Personal information
- Born: 20 April 1956 (age 70) Royal Park, South Australia
- Original team: Woodville (SANFL)
- Debut: Round 1, 1980, Carlton vs. Collingwood, at Victoria Park
- Height: 175 cm (5 ft 9 in)
- Weight: 76 kg (168 lb)

Playing career^{1}
- Years: Club / Games (Goals)
- 1974-1979: Woodville / 109 (52)
- 1980–1984: Carlton / 089 (48)
- 1985–1986: Footscray / 033 0(8)
- 1987–1988: Springvale / 041 0(34)
- Total:  / 272 (142)
- ^{1} Playing statistics correct to the end of 1986.

= Phil Maylin =

Australian rules footballer and coach

Phil Maylin (born 20 April 1956) is a former Australian rules footballer who played with Carlton and Footscray in the Victorian Football League (VFL) during the 1980s.

Originally from Adelaide, Maylin played for Royal Park before debuting for Woodville in the South Australian National Football League (SANFL).
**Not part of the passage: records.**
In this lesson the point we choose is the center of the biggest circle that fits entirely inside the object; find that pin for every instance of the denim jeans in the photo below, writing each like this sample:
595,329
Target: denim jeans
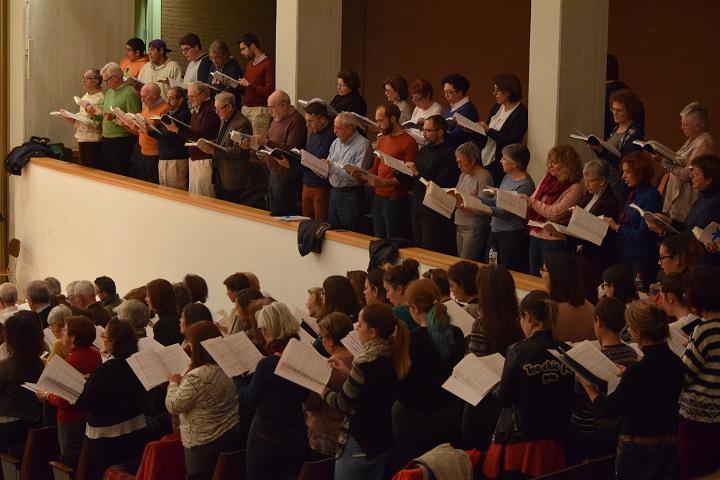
471,241
390,217
637,461
353,464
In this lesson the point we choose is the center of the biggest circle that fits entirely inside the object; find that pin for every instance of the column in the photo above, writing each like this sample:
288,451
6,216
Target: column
568,49
307,45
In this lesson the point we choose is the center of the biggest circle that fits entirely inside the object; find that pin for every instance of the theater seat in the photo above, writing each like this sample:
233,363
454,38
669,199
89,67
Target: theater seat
41,447
230,466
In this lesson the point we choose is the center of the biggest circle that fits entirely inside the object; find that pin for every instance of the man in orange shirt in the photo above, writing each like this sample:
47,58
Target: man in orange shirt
390,206
153,105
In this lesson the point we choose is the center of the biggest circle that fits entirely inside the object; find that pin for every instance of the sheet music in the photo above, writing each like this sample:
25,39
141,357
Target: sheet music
587,226
590,357
351,341
460,317
511,202
300,363
469,124
474,377
394,163
235,354
437,199
320,167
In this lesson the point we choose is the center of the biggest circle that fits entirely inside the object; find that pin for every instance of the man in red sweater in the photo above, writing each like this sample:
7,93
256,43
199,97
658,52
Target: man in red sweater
257,84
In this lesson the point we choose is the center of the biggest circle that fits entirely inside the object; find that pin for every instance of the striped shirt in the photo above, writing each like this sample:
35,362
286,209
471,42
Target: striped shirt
700,398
Recruited by Carlton prior to the 1980 VFL season, a utility, Maylin finished second in Carlton's 1982 Best and Fairest award and played mainly as a ruck-rover and midfielder.

Maylin was a premiership player with Carlton in 1981 and 1982 but later struggled to hold his place in the side and transferred to Footscray for the 1985 VFL season. Two years later he joined Springvale Football Club in the Victorian Football Association (VFA) as captain-coach and led them to a premiership in 1987. He coached Eltham from 2003 to 2008.